Roxie’s turn to laugh bitterly. “You’re shitting me, right? I might’ve been a bitch, but I would never be so cruel as to try to ruin someone’s relationship, no matter how much I hated him.”

I hesitate. Of course, she did it. She’s the one who started the McSlutbag thing.

Why is she denying it so vehemently?

“I know it was you. Don’t lie.” My voice loses some of its steam.

She lifts her brows accusingly. “Got proof? If you remember correctly, I confessed, without protest, to stealing your car. Spent a week suspended from school because of it. If I’m so vindictive, why wouldn’t I have confessed to calling your girlfriend too?”

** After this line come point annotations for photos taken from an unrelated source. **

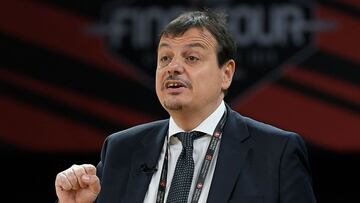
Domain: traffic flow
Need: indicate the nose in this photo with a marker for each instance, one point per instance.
(175, 67)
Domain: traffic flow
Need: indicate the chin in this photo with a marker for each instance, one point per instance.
(172, 106)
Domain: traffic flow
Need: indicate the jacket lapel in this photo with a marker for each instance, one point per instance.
(234, 146)
(147, 155)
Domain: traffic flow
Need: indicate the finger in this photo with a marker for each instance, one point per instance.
(71, 177)
(90, 169)
(93, 183)
(79, 171)
(62, 183)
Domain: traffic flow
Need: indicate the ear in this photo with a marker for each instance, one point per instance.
(228, 71)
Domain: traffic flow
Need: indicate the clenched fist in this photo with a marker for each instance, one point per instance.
(77, 184)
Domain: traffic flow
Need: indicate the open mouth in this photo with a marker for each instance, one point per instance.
(174, 84)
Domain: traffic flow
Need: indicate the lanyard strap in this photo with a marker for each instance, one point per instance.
(215, 138)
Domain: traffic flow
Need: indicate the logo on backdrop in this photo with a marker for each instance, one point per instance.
(267, 34)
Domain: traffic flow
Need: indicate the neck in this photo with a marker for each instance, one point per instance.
(188, 119)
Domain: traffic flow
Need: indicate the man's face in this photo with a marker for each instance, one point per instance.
(188, 76)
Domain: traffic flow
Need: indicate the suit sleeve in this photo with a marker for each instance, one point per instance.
(295, 175)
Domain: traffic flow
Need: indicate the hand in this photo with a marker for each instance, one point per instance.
(77, 184)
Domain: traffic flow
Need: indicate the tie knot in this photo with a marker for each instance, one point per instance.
(187, 138)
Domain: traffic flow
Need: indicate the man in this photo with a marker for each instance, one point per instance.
(221, 157)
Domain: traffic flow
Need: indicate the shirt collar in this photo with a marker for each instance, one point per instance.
(207, 126)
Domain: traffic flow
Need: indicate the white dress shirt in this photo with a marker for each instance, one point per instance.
(175, 147)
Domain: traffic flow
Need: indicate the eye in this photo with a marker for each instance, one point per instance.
(192, 58)
(164, 59)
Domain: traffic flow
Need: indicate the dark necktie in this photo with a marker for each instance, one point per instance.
(184, 170)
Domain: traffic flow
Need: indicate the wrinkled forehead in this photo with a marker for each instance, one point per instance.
(193, 37)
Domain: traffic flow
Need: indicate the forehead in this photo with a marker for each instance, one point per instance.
(194, 37)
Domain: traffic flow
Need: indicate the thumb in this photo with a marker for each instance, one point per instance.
(93, 182)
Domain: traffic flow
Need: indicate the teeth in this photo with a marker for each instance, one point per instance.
(173, 85)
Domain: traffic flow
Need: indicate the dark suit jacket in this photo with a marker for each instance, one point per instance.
(256, 163)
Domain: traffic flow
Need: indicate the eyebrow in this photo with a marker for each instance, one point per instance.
(164, 44)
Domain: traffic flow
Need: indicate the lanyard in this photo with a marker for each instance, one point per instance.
(204, 167)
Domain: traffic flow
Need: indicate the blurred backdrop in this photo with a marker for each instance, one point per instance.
(73, 72)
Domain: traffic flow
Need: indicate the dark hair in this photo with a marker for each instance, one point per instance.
(214, 22)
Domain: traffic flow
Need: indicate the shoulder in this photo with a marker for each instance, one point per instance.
(265, 132)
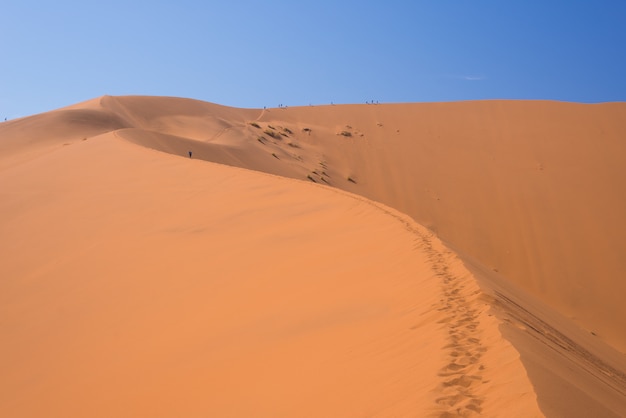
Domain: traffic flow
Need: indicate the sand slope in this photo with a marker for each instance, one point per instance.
(135, 283)
(528, 193)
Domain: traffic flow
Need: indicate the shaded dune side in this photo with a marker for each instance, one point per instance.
(502, 182)
(218, 291)
(527, 189)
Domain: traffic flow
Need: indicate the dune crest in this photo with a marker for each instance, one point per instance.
(525, 193)
(142, 284)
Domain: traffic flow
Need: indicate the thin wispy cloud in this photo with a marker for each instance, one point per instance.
(469, 77)
(473, 77)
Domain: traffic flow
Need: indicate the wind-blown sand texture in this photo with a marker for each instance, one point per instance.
(136, 281)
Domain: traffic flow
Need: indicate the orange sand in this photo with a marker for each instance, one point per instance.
(140, 283)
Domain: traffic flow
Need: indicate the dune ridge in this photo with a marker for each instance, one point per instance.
(140, 284)
(502, 183)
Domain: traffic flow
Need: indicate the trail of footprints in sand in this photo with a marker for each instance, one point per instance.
(464, 371)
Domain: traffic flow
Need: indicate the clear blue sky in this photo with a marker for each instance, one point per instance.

I’m not sure. She hated me enough to rub the car theft in my face several times that year, but she’s right. She never mentioned anything about ruining my relationship, which Roxie totally would’ve been proud of back then if she’d actually done it.

Could I have wrongly blamed Roxie all these years for breaking Isabella and me up? If not her, then who would do such a thing? My mind races with this new information, and suddenly, I feel sick.

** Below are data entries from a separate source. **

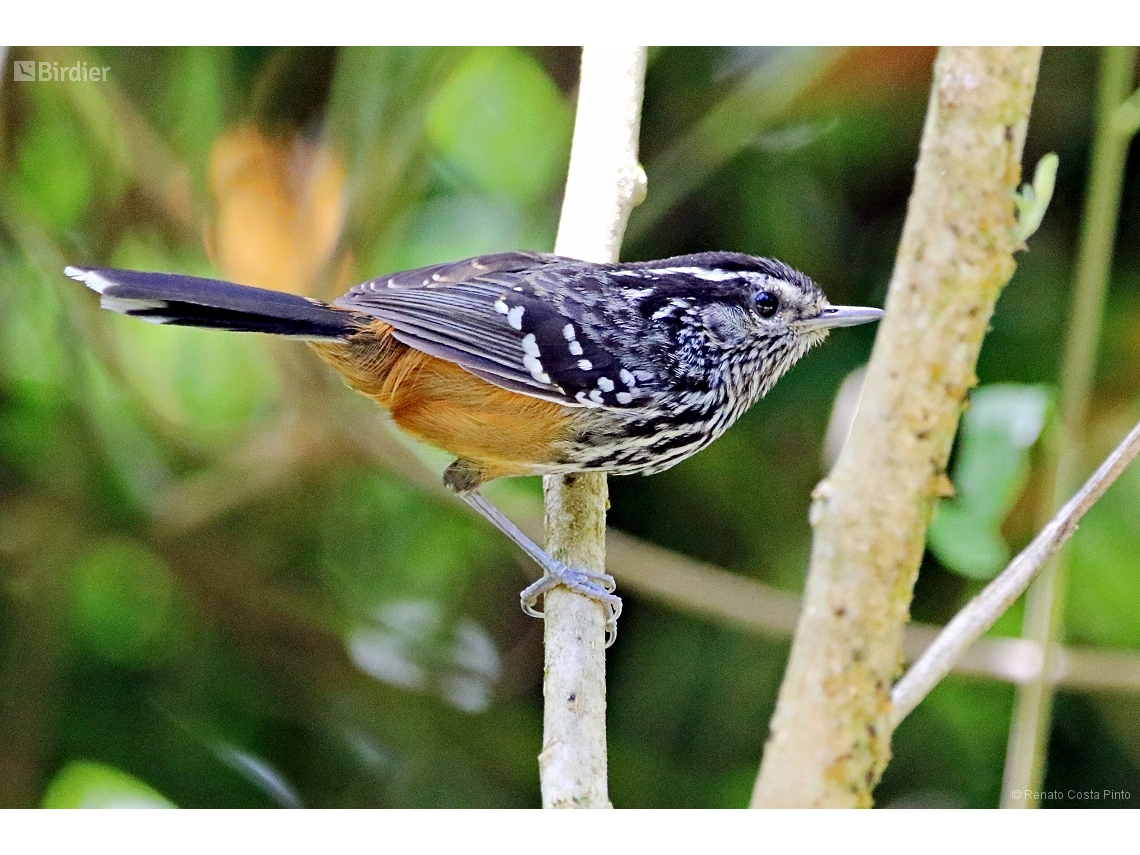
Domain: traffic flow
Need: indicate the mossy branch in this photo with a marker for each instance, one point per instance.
(831, 731)
(603, 186)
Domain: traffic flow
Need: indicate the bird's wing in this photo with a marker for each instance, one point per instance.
(506, 319)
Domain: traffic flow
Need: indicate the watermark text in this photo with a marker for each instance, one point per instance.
(80, 72)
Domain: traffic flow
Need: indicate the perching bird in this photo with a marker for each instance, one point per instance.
(523, 364)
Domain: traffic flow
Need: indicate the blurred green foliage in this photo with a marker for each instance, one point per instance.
(225, 581)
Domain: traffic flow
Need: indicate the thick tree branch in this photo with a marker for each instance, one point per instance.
(980, 613)
(831, 731)
(603, 185)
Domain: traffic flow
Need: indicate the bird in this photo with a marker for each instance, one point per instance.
(527, 363)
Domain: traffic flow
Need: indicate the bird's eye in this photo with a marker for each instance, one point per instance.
(767, 303)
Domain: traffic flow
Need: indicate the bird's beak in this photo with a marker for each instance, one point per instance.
(841, 316)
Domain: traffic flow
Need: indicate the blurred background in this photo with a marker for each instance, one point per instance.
(227, 581)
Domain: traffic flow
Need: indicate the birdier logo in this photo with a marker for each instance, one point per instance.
(25, 70)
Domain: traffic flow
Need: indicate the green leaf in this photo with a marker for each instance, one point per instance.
(502, 121)
(967, 544)
(993, 463)
(122, 599)
(86, 784)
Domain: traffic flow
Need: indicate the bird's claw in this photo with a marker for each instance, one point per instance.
(595, 585)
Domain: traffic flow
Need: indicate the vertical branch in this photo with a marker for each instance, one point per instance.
(1045, 602)
(603, 186)
(831, 731)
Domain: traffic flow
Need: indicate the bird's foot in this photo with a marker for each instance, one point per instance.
(595, 585)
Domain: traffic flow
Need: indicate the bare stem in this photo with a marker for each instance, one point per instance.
(1045, 602)
(980, 612)
(603, 185)
(831, 731)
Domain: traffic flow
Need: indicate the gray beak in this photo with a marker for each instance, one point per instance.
(841, 316)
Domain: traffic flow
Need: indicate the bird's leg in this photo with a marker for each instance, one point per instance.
(595, 585)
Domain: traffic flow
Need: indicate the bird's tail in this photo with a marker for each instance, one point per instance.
(190, 301)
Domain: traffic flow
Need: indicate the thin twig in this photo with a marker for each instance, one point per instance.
(603, 185)
(1044, 605)
(980, 612)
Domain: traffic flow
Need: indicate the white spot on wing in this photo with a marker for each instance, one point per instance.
(530, 359)
(700, 273)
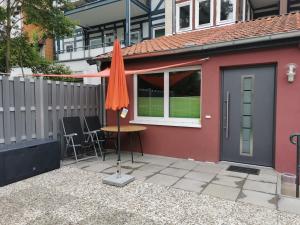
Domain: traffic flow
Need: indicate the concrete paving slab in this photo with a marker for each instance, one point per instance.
(220, 191)
(116, 180)
(204, 177)
(208, 168)
(157, 160)
(228, 181)
(258, 198)
(139, 174)
(97, 167)
(152, 168)
(288, 189)
(185, 164)
(263, 177)
(233, 174)
(134, 165)
(287, 204)
(174, 172)
(260, 186)
(190, 185)
(113, 170)
(161, 179)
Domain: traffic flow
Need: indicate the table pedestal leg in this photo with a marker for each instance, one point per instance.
(141, 146)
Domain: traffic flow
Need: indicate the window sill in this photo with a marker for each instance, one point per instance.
(182, 123)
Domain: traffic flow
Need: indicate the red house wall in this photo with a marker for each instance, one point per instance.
(204, 143)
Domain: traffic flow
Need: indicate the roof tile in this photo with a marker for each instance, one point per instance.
(241, 30)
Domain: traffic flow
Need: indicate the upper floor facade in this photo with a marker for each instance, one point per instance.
(136, 20)
(202, 14)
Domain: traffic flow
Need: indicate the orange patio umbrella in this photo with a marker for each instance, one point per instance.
(117, 94)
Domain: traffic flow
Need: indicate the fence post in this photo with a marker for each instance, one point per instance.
(40, 131)
(6, 112)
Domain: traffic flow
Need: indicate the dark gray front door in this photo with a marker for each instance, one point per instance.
(248, 115)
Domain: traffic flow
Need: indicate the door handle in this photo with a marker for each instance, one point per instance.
(226, 127)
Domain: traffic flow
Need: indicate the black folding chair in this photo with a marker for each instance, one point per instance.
(76, 138)
(93, 128)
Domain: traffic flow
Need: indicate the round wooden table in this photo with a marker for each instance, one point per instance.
(124, 129)
(131, 130)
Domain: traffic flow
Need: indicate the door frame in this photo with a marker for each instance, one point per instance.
(222, 68)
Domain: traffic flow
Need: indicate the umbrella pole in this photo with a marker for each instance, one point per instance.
(119, 145)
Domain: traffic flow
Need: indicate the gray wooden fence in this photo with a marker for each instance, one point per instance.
(33, 108)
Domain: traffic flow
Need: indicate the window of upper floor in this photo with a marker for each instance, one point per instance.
(226, 11)
(184, 16)
(158, 31)
(204, 13)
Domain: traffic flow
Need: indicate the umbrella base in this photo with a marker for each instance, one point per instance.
(118, 180)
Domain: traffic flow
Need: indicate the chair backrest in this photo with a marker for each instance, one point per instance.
(92, 123)
(73, 125)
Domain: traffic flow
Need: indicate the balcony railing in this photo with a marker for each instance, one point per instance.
(84, 52)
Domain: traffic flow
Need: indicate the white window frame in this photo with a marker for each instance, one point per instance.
(197, 15)
(223, 22)
(178, 29)
(135, 32)
(157, 28)
(166, 120)
(94, 40)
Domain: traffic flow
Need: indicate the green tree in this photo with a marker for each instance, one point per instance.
(47, 15)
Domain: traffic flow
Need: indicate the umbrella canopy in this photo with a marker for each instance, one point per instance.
(117, 94)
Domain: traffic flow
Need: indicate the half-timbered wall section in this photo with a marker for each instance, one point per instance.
(92, 39)
(203, 14)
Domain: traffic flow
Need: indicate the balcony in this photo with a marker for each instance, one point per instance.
(92, 12)
(83, 53)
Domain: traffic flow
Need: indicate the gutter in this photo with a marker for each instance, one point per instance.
(272, 37)
(89, 6)
(234, 43)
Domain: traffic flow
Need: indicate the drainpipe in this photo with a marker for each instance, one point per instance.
(127, 25)
(283, 6)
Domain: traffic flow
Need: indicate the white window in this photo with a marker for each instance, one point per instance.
(135, 37)
(69, 47)
(226, 11)
(204, 13)
(95, 43)
(184, 16)
(109, 39)
(171, 98)
(158, 32)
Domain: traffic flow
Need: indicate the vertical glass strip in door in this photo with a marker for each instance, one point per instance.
(246, 132)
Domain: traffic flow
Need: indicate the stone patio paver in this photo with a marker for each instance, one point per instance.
(288, 204)
(157, 160)
(139, 174)
(152, 168)
(174, 172)
(220, 191)
(258, 198)
(162, 180)
(208, 168)
(185, 164)
(228, 181)
(204, 177)
(260, 186)
(133, 165)
(233, 174)
(113, 170)
(264, 178)
(97, 167)
(190, 185)
(77, 197)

“I wouldn’t,” Roxie answers her own question. “Because I don’t know anything about that. If you wanna know who did it, go ask Darcy Kuntz. She had it in for you back then, always giving you snide looks and talking about you behind your back and snickering when she overheard me and my friends calling you McSlutbag.”

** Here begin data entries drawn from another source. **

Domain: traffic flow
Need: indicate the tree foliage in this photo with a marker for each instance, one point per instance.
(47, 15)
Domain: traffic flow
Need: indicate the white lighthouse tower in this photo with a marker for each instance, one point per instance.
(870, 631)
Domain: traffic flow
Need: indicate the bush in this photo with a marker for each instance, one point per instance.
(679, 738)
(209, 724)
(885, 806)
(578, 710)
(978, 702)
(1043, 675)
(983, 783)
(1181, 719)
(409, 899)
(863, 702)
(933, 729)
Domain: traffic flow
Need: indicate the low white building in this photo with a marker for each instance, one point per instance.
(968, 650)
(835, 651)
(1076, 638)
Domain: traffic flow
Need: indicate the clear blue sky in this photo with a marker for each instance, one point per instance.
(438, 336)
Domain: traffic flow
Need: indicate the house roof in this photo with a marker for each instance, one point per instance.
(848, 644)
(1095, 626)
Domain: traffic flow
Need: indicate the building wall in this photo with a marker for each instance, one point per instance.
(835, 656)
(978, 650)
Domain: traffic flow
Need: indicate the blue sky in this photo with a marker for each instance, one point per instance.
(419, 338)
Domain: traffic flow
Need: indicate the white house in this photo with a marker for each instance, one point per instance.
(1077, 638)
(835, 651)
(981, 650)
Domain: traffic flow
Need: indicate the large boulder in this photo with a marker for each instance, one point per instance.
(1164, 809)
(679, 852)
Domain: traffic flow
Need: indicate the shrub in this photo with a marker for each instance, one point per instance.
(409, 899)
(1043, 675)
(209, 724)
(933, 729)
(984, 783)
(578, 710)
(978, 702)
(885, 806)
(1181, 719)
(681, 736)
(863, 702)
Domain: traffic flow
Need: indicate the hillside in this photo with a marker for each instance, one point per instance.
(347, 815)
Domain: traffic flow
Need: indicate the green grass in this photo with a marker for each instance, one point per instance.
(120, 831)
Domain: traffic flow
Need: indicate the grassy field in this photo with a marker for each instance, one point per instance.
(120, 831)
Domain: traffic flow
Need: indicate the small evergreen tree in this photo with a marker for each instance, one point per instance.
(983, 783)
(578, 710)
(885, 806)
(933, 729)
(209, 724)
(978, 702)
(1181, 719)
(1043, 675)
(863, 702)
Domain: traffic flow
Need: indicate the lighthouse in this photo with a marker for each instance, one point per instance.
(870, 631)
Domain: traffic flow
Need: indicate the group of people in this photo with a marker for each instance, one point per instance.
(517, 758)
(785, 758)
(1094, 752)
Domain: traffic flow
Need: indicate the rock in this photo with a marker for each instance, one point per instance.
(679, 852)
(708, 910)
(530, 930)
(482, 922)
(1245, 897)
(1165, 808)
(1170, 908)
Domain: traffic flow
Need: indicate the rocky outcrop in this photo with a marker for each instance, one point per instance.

At what must be my shocked expression, she cocks her head.

“What, you think students don’t know what goes on behind the scenes at school?” she says. “You’re naïve if you don’t think they’re paying attention. We all knew Kuntz hated you. We laughed about it at lunch and exchanged little niblets of gossip between classes.”

I’m so stunned, I drop into the nearest chair without realizing it.

Roxie had been a troublemaker, but she wasn’t malicious or manipulative. Darcy Kuntz was. Darcy Kuntz still is.

Silence drives a bigger wedge between us. After a brief staring contest that I lose, Roxie gathers her stuff and heads for the door. She’s steaming. “I’m going to the media center. If you want me to teach something different, tell me. I’ll redo my lesson plans to accommodate your wishes.”

“Roxie—”

“You’re the boss, Mr. Slater. What you say goes. Just tell me what to do.”

“I’m sorry,” I say. Expelling a long breath, I look at her beautiful, heartbroken face. My chest aches. “Don’t go. We should talk about this.”

“I’ve said everything I know to say. You hate my plan. Fine. I’ll whip up some boring, easy shit to keep the kids busy and, most importantly, quiet.”

“That’s not what I meant. We can work on something different. Together. Come to my place tonight.”

She flattens her lips together. “No. I’m done doing battle with you. And I have something else to do tonight. I’ll email you the first couple days of my revised lessons this afternoon.”

I bristle at the stab.

She tilts her head to hide her expression, but I catch wetness pooled at the corners of her lids. Her throat bobs with a swallow. “Is there anything else?”

I close my eyes. “No. Nothing else.”

The door shuts with a quiet click, and the sweet smell of the woman I’ve fallen hard for disappears.

I’ve just royally fucked things up. Roxie and I may be beyond repair.


ASSESSMENT: My way. The highway. Roxie chose the latter. DOES NOT MEET EXPECTATIONS.